This is the quintessential summer pasta.  Salmon is plentiful, tomatoes and corn are sweet and the basil is growing in the garden.  I am in love with Rogue River Blue cheese and it is perfect in this recipe.   All of the elements come together and say summer.

Yield: 4 servings

1 tablespoon olive oil

1 tablespoon minced shallot

1 garlic clove, minced

2 cobs sweet corn, kernels cut from the cob

1 cup cherry tomatoes, halved 1/2 cup

1/2 cup Tieton Cider Works Wild Washington Apple cider

6 ounces crumbled blue cheese, divided

1/4 cup heavy cream

1/2 pound penne pasta

8 ounces grilled or hot smoked salmon

2 tablespoons chopped parsley

2 tablespoons, chopped basil

Bring a large pot of generously-salted water to the boil. Heat the olive oil in a large sauté pan over medium-high heat. Add the shallot and garlic. Sauté until just tender, 1-2 minutes. Add the corn and cook for another 2 minutes, then add the tomatoes. Sauté until the tomatoes warmed through but not falling apart. Remove the corn-tomato mixture from the pan and set aside.

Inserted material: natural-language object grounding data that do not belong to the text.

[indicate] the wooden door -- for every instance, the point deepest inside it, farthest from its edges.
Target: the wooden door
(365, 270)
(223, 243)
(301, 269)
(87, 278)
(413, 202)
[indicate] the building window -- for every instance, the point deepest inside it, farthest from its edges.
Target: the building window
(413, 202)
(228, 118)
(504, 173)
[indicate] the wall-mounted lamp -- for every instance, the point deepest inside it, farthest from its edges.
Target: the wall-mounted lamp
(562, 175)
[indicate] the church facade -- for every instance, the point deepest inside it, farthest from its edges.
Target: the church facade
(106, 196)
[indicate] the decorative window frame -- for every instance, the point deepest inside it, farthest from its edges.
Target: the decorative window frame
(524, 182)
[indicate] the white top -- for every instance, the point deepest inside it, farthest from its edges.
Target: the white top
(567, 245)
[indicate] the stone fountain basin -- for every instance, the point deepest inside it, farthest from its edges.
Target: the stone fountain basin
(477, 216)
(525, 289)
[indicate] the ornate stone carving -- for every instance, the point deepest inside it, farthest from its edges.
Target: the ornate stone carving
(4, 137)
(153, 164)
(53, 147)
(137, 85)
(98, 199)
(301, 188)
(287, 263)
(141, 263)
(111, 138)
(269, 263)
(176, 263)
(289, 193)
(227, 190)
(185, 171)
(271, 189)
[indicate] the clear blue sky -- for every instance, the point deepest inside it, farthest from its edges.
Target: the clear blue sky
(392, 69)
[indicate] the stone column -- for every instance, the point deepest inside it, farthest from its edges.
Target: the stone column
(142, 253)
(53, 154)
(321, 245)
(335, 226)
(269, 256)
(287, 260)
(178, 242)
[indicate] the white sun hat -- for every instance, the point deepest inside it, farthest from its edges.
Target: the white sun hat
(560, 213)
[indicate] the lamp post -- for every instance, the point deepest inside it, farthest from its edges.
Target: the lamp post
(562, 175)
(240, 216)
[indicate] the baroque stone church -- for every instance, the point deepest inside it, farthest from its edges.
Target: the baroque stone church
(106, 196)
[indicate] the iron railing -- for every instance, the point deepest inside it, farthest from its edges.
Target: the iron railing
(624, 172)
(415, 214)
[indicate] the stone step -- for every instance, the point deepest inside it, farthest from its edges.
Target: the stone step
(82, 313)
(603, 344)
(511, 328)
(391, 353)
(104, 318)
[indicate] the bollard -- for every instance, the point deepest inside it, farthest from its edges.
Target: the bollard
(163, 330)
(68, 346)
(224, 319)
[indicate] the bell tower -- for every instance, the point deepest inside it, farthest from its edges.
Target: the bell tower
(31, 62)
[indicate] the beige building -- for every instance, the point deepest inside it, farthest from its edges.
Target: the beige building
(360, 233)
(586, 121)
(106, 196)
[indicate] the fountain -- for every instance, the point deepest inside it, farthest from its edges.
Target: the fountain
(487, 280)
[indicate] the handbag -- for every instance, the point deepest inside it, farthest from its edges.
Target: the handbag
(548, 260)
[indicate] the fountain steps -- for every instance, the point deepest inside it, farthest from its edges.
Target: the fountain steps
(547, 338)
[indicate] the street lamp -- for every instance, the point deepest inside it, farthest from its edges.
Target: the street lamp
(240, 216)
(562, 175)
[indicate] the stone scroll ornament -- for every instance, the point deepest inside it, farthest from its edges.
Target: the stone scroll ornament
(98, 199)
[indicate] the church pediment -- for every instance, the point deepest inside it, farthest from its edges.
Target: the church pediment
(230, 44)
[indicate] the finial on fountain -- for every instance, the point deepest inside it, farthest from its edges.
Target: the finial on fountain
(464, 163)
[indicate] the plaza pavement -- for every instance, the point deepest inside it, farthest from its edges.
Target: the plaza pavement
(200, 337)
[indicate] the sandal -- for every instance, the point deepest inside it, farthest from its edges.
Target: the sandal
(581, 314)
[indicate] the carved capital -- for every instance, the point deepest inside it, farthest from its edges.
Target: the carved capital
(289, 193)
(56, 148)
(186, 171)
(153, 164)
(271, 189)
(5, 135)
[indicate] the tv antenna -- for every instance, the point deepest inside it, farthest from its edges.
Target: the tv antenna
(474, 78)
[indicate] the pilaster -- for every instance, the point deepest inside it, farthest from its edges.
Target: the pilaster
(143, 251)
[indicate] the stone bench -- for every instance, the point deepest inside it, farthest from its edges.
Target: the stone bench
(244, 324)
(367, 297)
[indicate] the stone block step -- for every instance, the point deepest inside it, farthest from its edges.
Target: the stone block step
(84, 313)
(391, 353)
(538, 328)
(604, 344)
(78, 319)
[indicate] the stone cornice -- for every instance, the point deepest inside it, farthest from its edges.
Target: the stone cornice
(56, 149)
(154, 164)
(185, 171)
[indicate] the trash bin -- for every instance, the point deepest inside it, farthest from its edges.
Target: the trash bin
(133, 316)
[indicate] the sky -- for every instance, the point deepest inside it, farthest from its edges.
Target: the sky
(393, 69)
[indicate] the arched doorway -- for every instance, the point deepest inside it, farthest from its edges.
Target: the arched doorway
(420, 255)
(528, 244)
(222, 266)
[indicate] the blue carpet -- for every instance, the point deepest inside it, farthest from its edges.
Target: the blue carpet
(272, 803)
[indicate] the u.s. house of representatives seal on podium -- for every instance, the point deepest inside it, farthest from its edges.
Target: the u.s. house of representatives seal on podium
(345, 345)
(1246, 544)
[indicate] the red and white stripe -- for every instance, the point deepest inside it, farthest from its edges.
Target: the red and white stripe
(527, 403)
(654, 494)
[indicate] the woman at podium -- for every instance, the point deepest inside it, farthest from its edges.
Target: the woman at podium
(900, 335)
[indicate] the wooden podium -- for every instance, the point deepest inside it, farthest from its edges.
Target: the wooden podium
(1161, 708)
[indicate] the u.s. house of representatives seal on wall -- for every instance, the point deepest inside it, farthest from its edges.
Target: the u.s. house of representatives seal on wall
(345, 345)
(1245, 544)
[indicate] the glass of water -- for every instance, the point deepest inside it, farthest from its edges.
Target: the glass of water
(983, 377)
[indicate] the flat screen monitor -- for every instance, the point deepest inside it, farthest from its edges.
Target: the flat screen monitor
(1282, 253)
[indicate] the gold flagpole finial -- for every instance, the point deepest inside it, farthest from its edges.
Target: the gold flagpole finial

Add the cider to the pan and cook over high heat until reduced by half. Add all the blue cheese except for 4 tablespoons and the cream. Whisk to combine and cook until slightly thickened. Set aside. Cook the pasta until al dente. When the pasta is done, return the pan with the blue cheese sauce to the heat.

Cook over medium-high heat until hot. Add the corn-tomato mixture, the salmon and the pasta. Toss to coat. Stir in the parsley and basil. Transfer to a serving bowls and top with the remaining blue cheese. Serve immediately.